Murilo Galdino diz que redução de quórum beneficiará projetos suspeitos

O líder do PSB no legislativo campinense, vereador Murilo Galdino protestou ontem, contra mais uma manobra da bancada de situação para limitar a atuação da oposição na Câmara Municipal. Desta vez, os vereadores conseguiram aprovar mudança no regimento interno alterando o quórum necessário para aprovação de projetos, dos atuais 2/3 (dois terços) para 3/5 (três quintos). Antes da votação, Murilo Galdino questionou o requerimento de urgência para aprovação do projeto e solicitou seu adiamento para que a oposição pudesse conhecer o projeto.

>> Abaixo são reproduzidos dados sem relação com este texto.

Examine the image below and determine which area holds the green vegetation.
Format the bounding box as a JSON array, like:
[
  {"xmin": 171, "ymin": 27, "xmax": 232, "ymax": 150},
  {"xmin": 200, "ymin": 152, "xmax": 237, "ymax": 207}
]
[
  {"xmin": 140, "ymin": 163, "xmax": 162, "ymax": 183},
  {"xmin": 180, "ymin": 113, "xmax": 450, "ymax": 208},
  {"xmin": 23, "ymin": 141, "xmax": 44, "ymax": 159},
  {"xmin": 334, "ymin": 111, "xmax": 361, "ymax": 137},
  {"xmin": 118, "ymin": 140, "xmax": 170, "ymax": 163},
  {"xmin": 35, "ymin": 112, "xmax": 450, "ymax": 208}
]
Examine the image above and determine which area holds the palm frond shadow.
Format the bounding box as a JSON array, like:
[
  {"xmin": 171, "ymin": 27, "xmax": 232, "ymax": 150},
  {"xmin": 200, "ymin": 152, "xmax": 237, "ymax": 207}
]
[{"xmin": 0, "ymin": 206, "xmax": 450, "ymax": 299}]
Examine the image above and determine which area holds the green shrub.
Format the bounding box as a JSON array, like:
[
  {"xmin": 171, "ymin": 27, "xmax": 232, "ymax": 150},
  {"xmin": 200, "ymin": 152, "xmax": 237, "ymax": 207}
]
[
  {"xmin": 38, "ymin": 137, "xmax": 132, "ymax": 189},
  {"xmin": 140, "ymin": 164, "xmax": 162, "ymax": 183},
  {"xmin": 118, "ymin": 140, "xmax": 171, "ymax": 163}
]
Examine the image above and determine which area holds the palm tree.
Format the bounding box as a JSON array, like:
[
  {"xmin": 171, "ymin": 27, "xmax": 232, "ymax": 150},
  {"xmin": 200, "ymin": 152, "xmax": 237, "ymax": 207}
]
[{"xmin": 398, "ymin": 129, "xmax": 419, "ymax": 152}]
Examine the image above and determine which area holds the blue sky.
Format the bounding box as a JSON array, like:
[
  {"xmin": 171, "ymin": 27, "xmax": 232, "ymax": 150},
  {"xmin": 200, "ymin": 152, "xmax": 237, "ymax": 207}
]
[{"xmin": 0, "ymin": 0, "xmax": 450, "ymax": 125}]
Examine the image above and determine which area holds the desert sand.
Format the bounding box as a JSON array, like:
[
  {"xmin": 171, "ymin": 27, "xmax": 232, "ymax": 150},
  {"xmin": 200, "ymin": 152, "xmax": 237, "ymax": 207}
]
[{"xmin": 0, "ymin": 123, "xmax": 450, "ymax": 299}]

O requerimento foi aprovado seguido da votação da matéria, que obteve unanimidade situacionista e contou apenas com os votos contrários dos vereadores de oposição Murilo e Anderson Maia, ambos do PSB, Napoleão Maracajá (PC do B), Olímpio Oliveira (PMDB) e Rodolfo Rodrigues (PMDB).

Segundo Murilo, a atitude não é correta, ainda mais em um ano eleitoral. “Utilizando uma brecha do regimento, o que a meu ver deve ser questionado juridicamente, a bancada governista conseguiu aprovar um projeto de resolução que modifica o artigo 212 do regimento da Casa de Félix Araújo, alterando o quórum necessário para aprovação de projetos de alienação, permutas e outras ações que disponibilizam os bens imóveis municipais. Ou seja, a partir de agora, o governo municipal poderá dispor sobre essas ações com anuência da situação e nenhum filtro da oposição que está atenta a preservação do patrimônio público ”, disse.

Anteriormente eram necessários 2/3 dos votos, o equivalente a 16 vereadores, o que tornava a aprovação dependente de votos da oposição, mas agora eles só precisam de maioria absoluta de 12 votos mais um, para aprovar todos os projetos do interesse do executivo municipal.   “Lamento que esta alteração regimental tenha acontecido numa Casa que deve primar pela valorização à representatividade popular, principalmente bum ano eleitoral. Trata-se de uma atitude no mínimo suspeita e que pode prejudicar o patrimônio público municipal”, disse.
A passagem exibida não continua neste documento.